9 November 2011 – Mapping the Twitterverse


I thought I'd direct your attention to a fascinating study the results of which, in my humble opinion, are as beautiful as they are useful.  Check this out:

That's a map of the worldwide prevalence of languages used in Tweets.  Mike McCandless extracted the compact language identification software from Google Chrome, and Eric Fischer applied it to Twitter, generating a geolinguistic map of the global 'Twitterverse'.

Apart from the sheer beauty of the result (which in my opinion is a function of the simplicity of the approach and the fact that it is 100% based on empirical data), the cartographic output gives folks like us oodles of food for thought.  Take a look, for example, at the North American map:

It's pretty easy to understand the concern about the future of the French language in the midst of an otherwise almost entirely Anglophone continent, non?  At the same time, look at the US, and try to see how many different languages (colours) you can pick out, particularly in urban areas.  Nowhere else on Earth are so many languages represented in such intermingled proximity.  Incidentally, this map also demonstrates just how little of Canada's population - or at least the Twittering part of it - lies more than 100 km or so from the Canada-US border.  At the extreme left edge of the map, you can see how El Paso, Texas, is virtually all English-speaking, but also how, just across the Rio Grande, Juarez, Mexico, is entirely Spanish-speaking.  And why is everybody in Bermuda Tweeting in what appears to be either German or Swedish?

Now take a look at Northeast Asia:

Japan and the ROK are both pretty wired, aren't they?  No surprises there.  China's not far behind, though, although the Twittering seems to be largely confined to urban areas along the coast.  It's also a non-surprise that North Korea is an electronic wasteland.  In fact, it's interesting how much this map resembles the map of electrification I sent around some time last spring.  It's also interesting to see all the Russky Tweeters in Vlad and the Kuriles.  You can just see the Bonin Islands at the bottom centre, and at the bottom left, Taipei at the northern tip of Taiwan; I wish we could see more of it.

Now take a look to the north of Japan; there are a bunch of isolated, unilingual bright spots.  You know that's ocean, so what can they be?  There are some islands there – is that what we’re seeing?  Or is it something else?  Clusters of light spots where there isn't any land are probably groups of ships with multiple Tweeters aboard.  Are we seeing Korean and Japanese fishing fleets in the Sea of Japan?  But then there are also long, straight lines of dots (you can see many of these south of Japan). What makes those lines?

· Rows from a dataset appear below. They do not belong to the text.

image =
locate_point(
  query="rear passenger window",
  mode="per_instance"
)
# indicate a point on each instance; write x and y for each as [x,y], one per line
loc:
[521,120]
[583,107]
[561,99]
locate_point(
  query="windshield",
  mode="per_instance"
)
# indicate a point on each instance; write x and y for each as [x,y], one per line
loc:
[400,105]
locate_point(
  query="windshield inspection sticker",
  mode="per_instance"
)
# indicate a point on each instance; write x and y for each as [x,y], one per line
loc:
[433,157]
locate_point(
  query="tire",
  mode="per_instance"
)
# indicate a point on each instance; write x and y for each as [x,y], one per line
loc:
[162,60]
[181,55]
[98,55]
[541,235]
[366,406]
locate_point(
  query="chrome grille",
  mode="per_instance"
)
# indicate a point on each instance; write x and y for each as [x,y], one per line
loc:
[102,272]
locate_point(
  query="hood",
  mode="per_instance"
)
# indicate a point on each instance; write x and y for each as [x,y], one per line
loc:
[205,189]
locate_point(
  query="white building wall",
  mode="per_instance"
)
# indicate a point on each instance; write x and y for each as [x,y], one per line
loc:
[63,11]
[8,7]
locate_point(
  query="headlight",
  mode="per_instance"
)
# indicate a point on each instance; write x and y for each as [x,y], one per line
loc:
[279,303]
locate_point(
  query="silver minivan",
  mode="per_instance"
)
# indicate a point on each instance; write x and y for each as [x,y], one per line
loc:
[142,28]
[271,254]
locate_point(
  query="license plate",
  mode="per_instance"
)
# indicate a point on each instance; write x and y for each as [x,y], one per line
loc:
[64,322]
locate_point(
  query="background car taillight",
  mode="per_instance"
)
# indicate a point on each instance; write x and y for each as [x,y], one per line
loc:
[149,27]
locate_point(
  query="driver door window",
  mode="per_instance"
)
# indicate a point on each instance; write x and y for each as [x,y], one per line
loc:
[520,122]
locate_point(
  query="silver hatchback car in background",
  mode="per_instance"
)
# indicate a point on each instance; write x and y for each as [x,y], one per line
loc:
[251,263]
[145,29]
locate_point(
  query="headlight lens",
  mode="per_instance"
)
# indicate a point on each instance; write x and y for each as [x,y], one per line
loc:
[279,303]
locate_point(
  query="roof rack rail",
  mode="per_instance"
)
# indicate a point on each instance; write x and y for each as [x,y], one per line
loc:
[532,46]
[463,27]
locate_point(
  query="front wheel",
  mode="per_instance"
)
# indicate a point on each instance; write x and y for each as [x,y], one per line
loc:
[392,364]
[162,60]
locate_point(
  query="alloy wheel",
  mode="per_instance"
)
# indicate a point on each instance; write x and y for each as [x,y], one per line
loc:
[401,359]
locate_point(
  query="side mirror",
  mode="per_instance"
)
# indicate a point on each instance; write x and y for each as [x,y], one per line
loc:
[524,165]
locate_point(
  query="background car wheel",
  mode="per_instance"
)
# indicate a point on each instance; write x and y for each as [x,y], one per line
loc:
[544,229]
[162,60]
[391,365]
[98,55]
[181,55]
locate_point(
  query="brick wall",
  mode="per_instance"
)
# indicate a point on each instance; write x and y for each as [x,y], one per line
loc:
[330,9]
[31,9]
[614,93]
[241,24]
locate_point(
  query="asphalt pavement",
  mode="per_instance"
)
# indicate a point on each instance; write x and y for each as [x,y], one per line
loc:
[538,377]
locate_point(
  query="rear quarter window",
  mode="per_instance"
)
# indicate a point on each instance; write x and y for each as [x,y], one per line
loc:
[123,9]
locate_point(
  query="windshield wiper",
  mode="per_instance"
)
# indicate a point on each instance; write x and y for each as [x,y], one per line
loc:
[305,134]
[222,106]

My guess is we're seeing the electronic ghost of individual Tweeters travelling aboard international airliners.  How cool is that?

Now for the gold – Europe:

That has got to be one of the neatest things I've ever seen.  Look, you can see the Dutch!  And the Danes!  And the three Baltic countries! And the Catalans, for crying out loud!  You can see how thinly the former Soviet satellite states are "informationized" on an individual basis as compared to Western Europe (and Western Turkey!)  You can see how population patterns in Russia and the Ukraine follow the coasts, the rivers, the main cities, and the highways connecting them.  You can see how Corsica compares to Sardinia!  You can just barely see northern (Turkish) Cyprus, and the first hints of the Greek-speaking southern half of the island.  You can see what a horrid linguistic muddle the Balkans are.  And you almost can't see North Africa at all, although Tunis and Algiers stand out; that sort of makes you wonder to what extent the “Arab Spring” really was driven by modern communications technology, as opposed to telephones, newspapers, and word of mouth.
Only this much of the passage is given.